In 1832 the Maternal Asssociaton made a bold decision to begin a magazine for mothers not limited to the doctrines of the Presbyterian Church. It was to be edited by Abigail Goodrich Whittelsey who offered the magazine as a forum where a range of differing perspectives on mothering were to be considered. The range was limited to the language of theology, but within that range those who viewed the self as depraved were published along with Lydia Hunt Sigourney who viewed the human body as the temple of the Holy Ghost. English Evangelical feminist Elizabeth Hamilton was published along with orthodox Calvinist cleric John Abbott. The magazine was intended to stimlulate and educate while generating maternal associations and facilitating communication between them by publishing their reports and concerns. It was a triumph for the women of First Presbyterian who had overcome the disabling conditions of their own crippling heritage to generously offer a means of growth to others. They used their resources to achieve the publication: Sophia Wells Williams's printer-publisher husband, William Williams, printed the magazine for the Association.

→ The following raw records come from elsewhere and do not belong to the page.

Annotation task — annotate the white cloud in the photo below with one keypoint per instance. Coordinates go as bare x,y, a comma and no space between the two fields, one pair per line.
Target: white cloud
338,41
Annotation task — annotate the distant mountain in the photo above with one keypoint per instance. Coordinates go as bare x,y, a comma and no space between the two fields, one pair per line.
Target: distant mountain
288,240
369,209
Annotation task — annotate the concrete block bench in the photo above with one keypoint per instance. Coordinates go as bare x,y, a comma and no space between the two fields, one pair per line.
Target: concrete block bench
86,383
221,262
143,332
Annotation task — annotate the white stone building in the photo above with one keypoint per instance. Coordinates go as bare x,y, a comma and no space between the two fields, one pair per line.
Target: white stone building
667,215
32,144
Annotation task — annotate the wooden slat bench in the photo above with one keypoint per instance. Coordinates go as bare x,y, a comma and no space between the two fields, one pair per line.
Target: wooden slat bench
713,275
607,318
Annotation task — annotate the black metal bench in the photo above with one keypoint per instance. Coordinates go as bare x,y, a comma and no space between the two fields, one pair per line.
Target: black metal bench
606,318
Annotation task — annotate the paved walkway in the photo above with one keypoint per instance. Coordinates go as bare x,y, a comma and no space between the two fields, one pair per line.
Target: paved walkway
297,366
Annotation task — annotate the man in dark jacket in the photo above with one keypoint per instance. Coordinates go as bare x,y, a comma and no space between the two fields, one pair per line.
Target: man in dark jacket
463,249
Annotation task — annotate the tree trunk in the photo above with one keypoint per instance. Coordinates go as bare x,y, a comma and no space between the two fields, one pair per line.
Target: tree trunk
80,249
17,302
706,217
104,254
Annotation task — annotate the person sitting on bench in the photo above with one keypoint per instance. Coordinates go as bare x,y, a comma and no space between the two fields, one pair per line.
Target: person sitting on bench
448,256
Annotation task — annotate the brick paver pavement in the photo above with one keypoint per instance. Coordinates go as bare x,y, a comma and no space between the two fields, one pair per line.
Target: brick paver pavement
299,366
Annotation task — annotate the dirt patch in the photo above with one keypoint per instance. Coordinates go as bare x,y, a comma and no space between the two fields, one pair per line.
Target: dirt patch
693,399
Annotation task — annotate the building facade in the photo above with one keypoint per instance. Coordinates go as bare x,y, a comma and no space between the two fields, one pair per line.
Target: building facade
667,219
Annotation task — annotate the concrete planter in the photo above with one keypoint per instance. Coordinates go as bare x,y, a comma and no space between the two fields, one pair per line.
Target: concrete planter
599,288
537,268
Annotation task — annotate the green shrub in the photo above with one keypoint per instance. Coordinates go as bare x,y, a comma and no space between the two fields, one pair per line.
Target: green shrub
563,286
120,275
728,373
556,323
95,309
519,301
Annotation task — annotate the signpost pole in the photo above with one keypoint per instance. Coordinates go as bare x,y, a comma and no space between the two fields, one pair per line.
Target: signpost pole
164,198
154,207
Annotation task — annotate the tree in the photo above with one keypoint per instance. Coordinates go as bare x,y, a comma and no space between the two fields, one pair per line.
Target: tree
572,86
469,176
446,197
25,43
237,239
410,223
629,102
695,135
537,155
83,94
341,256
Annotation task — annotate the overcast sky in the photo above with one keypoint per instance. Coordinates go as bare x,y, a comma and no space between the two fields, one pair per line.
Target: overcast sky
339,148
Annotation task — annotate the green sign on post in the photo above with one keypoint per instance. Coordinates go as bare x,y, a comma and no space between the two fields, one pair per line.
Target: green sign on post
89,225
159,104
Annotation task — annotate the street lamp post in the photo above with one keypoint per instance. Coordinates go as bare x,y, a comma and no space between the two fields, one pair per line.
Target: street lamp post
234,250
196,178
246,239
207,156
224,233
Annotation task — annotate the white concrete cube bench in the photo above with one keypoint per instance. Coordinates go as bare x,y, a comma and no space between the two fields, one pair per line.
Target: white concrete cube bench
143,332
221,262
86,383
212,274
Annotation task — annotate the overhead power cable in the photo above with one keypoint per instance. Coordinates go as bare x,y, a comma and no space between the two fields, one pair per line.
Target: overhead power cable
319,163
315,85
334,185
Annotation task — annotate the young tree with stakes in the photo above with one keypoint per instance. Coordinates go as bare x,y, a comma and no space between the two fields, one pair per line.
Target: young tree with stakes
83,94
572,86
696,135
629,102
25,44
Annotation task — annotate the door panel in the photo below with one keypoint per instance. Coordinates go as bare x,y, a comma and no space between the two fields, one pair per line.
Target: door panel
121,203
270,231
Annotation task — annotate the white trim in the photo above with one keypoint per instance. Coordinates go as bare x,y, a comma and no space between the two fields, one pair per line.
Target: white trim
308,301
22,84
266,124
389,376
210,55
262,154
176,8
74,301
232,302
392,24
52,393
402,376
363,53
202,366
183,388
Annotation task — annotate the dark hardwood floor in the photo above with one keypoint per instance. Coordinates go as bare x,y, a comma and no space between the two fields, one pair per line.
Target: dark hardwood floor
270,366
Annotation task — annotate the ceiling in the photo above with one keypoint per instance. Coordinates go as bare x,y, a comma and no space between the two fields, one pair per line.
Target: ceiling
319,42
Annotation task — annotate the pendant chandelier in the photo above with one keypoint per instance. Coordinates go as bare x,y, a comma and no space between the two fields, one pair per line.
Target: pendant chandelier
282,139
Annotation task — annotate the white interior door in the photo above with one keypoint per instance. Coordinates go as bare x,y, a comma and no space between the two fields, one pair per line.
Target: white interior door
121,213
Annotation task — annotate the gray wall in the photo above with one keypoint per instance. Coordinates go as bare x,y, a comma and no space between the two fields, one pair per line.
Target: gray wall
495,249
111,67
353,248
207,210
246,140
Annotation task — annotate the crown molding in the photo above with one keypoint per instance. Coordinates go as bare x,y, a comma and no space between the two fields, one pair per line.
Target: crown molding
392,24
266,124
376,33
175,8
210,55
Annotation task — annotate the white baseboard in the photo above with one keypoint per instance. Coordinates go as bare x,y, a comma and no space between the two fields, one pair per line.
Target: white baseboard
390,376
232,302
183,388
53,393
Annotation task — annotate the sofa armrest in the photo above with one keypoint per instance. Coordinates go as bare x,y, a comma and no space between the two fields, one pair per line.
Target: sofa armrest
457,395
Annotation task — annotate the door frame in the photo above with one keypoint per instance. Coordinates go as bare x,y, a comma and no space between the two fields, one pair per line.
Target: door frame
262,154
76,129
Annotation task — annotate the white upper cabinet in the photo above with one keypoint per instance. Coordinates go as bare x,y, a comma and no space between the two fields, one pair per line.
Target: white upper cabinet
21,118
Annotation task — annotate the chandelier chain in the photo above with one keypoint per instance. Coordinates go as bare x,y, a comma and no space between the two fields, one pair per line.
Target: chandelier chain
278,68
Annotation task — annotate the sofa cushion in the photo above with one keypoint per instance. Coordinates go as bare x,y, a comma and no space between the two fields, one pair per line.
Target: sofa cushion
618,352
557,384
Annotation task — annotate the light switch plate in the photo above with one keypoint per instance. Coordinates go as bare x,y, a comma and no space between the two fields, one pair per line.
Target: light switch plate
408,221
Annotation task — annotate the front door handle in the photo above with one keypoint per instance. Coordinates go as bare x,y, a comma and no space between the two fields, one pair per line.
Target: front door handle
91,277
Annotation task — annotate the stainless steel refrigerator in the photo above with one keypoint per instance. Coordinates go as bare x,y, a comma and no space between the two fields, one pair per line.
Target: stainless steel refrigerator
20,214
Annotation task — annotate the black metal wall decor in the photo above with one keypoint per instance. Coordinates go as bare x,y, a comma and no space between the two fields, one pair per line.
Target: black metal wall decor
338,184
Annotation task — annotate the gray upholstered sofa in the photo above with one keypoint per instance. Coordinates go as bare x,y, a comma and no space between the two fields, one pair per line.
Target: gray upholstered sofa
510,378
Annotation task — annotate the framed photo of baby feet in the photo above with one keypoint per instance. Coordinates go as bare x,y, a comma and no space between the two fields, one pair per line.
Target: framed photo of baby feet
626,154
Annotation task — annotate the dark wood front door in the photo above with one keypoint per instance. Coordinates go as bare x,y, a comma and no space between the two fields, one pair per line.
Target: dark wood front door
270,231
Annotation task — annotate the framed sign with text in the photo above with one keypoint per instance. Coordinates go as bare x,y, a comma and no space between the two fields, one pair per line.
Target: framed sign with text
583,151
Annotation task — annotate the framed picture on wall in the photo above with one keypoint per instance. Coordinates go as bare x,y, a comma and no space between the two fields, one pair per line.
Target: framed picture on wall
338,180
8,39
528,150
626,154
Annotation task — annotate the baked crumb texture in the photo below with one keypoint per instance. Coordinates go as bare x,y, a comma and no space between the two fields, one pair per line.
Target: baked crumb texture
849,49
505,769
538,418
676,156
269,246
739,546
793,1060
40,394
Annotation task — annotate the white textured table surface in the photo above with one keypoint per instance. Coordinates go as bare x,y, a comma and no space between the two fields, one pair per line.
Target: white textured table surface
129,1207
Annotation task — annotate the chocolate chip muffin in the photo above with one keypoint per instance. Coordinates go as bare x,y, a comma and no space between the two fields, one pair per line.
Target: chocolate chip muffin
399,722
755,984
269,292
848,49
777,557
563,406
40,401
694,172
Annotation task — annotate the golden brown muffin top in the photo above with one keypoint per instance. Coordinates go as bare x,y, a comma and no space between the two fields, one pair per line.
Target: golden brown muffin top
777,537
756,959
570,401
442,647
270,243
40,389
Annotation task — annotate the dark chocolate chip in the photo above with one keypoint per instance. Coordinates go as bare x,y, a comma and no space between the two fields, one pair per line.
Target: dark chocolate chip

Perhaps a periodical had been Abigail Goodrich Whittelsey's idea. The first issue states that First Maternal Association deemed it "expedient" that responsibility for the magazine be given to one person. That too may have been Abigail Whiittelsey's idea. The following year, she and her husband—who under the laws of coverture actually owned the magazine from its birth—moved the publication to New York City, thus severing its ties with its founders. Abigail Goodrich Wittelsey would have appeared eminently capable to Maternal Associaton members. In addition to having established a young ladies' seminary, her lineage was most impressive. She was a descendant of English royalty; of Charles Chauncey, the second president of Harvard; and was a relative of the 18th-century liberal Bostonian, Charles Chauncey whom historian Jay Fliegelman found to have been foremost in revising Calvinist conceptions of Jehovah. She was the sister of two of the most prolific authors in the United States: Samuel Griswold Goodrich, the author-editor of 170 volumes during his lifetime and Charles A. Goodrich, the author of 72 items. It was expedient then for the Association to send their magazine on its way with Abigail Goodrich Whittelsey. With her editorial guidance, the Association told women something quite remarkable in the first issue of its magazine. The editor informed prospective subscribers that the magazine would "embrace a variety of topics, upon each of which there may be expected the best information that can be obtained from our resources; such as our own experience…."

The Association was leading women to authorize themselves as they set out "to advocate kind and proper treatment of infants." The women of First Maternal Association in authorizing themselves and seeking to authorize others were transforming their relations with themselves, their children, their mates, and with the institutions that oppressed them.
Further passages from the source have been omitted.